Dans un pays à peu près normal, il serait mis à pied immédiatement, on lui collerait une plainte pénale aux fesses. Mais nous sommes au Pakistan. Interrogé par la BBC, un porte-parole du gouvernement s’est contenté de dire que celui-ci « se dissociait absolument » des propos de Monsieur Bilour.
Le Pakistan a reçu un déluge d’argent américain depuis dix ans, on parle de 20 milliards de dollars.
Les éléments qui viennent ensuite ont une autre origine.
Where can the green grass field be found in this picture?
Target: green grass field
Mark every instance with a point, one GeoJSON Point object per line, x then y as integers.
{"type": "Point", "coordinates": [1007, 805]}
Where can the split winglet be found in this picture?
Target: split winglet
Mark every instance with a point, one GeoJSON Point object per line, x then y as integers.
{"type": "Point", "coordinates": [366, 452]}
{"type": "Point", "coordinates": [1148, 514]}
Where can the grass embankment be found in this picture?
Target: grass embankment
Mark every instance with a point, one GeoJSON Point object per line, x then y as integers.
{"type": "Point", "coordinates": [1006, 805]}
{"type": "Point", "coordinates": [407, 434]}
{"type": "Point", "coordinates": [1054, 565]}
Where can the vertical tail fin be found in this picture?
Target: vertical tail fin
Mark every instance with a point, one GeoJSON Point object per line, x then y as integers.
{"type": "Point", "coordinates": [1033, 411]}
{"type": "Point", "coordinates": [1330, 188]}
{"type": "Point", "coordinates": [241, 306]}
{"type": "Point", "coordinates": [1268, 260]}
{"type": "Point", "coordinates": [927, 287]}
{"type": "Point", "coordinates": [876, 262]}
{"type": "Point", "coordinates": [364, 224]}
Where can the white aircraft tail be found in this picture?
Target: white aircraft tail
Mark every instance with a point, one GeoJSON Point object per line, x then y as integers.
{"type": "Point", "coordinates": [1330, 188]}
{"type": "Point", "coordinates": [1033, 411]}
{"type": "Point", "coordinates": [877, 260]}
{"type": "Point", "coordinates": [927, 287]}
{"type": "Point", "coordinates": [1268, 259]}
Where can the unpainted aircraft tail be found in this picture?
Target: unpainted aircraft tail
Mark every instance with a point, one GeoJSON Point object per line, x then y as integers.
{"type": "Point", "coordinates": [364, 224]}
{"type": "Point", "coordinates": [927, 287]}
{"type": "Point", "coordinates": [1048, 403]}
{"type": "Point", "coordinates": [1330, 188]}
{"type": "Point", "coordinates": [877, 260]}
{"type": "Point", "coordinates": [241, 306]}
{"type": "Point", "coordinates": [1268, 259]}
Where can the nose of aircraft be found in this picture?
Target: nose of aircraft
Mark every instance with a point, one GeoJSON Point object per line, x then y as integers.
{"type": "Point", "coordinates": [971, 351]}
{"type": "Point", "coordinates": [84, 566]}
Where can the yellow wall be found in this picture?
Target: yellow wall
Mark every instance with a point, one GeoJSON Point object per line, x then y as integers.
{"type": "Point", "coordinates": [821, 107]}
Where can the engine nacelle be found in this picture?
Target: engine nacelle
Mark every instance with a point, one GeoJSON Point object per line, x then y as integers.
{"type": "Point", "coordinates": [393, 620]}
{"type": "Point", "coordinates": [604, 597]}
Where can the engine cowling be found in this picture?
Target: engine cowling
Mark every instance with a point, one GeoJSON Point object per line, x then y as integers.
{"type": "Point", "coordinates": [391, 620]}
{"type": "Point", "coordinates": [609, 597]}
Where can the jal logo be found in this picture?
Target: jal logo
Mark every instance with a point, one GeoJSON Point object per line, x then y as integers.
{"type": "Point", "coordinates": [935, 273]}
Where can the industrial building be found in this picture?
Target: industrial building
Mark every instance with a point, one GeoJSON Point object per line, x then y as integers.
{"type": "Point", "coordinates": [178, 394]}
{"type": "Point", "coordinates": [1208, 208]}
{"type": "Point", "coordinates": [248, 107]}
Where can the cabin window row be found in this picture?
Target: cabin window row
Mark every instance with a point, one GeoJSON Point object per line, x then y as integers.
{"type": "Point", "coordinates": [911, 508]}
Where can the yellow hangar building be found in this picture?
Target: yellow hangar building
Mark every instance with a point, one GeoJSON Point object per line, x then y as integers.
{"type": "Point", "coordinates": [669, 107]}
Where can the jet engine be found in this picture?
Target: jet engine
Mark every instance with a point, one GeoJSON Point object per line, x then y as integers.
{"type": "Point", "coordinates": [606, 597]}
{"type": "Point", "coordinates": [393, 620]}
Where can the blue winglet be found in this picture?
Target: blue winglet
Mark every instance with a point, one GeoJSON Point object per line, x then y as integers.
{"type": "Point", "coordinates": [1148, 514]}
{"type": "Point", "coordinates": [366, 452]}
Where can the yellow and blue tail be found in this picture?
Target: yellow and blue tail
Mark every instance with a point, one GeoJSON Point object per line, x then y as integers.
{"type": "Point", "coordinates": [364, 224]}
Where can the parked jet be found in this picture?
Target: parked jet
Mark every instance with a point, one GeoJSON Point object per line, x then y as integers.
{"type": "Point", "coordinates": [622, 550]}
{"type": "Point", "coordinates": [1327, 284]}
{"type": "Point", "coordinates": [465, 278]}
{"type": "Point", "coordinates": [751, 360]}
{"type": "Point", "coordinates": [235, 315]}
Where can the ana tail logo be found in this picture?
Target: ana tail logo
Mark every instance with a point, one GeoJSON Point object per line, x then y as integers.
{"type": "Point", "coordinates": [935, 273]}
Plus les Etats-Unis financent ce régime totalement corrompu et incompétent, plus celui-ci attise les sentiments anti-américains de la populace. Il doit y avoir là-dessous des intérêts stratégiques supérieurs qui m’échappent. Peut-être qu’ils commencent à échapper même aux plus hautes sphères américaines. Un point remarquable de la campagne présidentielle est le silence des deux candidats sur la politique de leur pays dans la région, en Afghanistan voisin et au Pakistan. Peut-être parce que le retour sur investissement est difficile à justifier auprès de l’opinion? Après le déraillement du tchou-tchou ministre Bilour, ça va devenir encore plus difficile.